Кроме того, закон предложения и спроса прекрасно согласовывался с новой математикой Ньютона и Лейбница – дифференциальным исчислением, а так как экономика была связана с изменениями очень малых величин, они прекрасно описывались с помощью этого математического аппарата. С тех пор не прекращаются попытки превратить экономику в точную математическую науку. Однако проблемой было – и остается – то, что переменные, используемые в ее математических моделях, не могут быть строго представлены числами, а определяются во многом умозрительными допущениями, что делает эти модели весьма далекими от реальности.
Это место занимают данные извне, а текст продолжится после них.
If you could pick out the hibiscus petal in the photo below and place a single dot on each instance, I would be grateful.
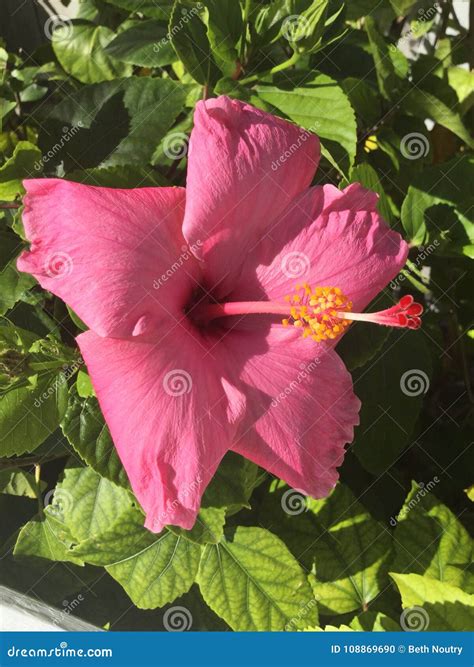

Отдельной школой научной мысли XVIII века, оказавшей огромное влияние на классическую экономическую теорию, и, в частности, на Адама Смита, была школа французских физиократов. Эти мыслители первые назвали себя экономистами, рассматривали свои теории как «объективно научные" и разработали картину французской экономики накануне революции. Физиократия значит «верховенство природы» и физиократы едко критиковали меркантилизм и рост городов. Они утверждали, что только сельское хозяйство и земля могут создать настоящее богатство. Поэтому физиократов можно считать первыми пропагандистами «экологических» взглядов. Их лидер, Франсуа Киснэ, подобно Вильяму Петти и Джону Локку, был врачом и служил хирургом королевского двора. Киснэ развивал идею, согласно которой естественное право, если не чинить препятствий, будет вести экономические дела ко всеобщей пользе. Таким образом, доктрина невмешательства (laissez faire) стала следующим краеугольным камнем экономической науки.
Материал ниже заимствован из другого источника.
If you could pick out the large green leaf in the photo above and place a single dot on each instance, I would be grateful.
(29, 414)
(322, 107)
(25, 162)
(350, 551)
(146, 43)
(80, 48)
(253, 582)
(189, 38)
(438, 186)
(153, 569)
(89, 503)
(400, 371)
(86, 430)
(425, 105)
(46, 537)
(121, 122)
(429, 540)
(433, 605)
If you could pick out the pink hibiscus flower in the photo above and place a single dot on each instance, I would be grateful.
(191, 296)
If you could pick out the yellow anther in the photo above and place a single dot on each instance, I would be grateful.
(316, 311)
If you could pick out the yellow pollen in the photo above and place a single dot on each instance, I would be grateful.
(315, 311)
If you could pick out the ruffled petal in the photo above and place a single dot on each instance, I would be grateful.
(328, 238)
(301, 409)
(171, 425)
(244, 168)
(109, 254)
Отсчет периода «классической политической экономии» следует по-видимому вести от 1776 г., когда Адам Смит опубликовал свое знаменитое "Исследование о природе и причинах богатства народов". Смит, шотландский философ и друг Дэвида Хьюма, был безусловно самым влиятельным из всех экономистов. Его "Богатство народов" было первым полномасштабным трактатом по экономике и полагается «вероятно, самой влиятельной из всех когда-либо написанных книг» [26]. На Смита, в свою очередь, оказали влияние физиократы и философы Просвещения, он был в дружеских отношениях с Джеймсом Уаттом, изобретателем парового двигателя, встречался с Бенджамином Франклином, а, возможно, и с Томасом Джефферсоном. Он жил во времена, когда Промышленная революция начинала изменять облик Британии. В момент написания Смитом "Богатства народов" уже полным ходом шёл процесс перехода от аграрной, основанной на ручном труде, экономики к экономике, построенной на энергии пара. На больших фабриках и заводах уже работали машины, в частности, была установлены механические ткацкие станки на хлопчатобумажных фабриках, где работало до трехсот рабочих. Новое частное предпринимательство, фабрики и машины с механическим приводом оформили идеи Смита, и он с энтузиазмом поддерживал социальную трансформацию своего времени, критикуя пережитки старой феодальной системы.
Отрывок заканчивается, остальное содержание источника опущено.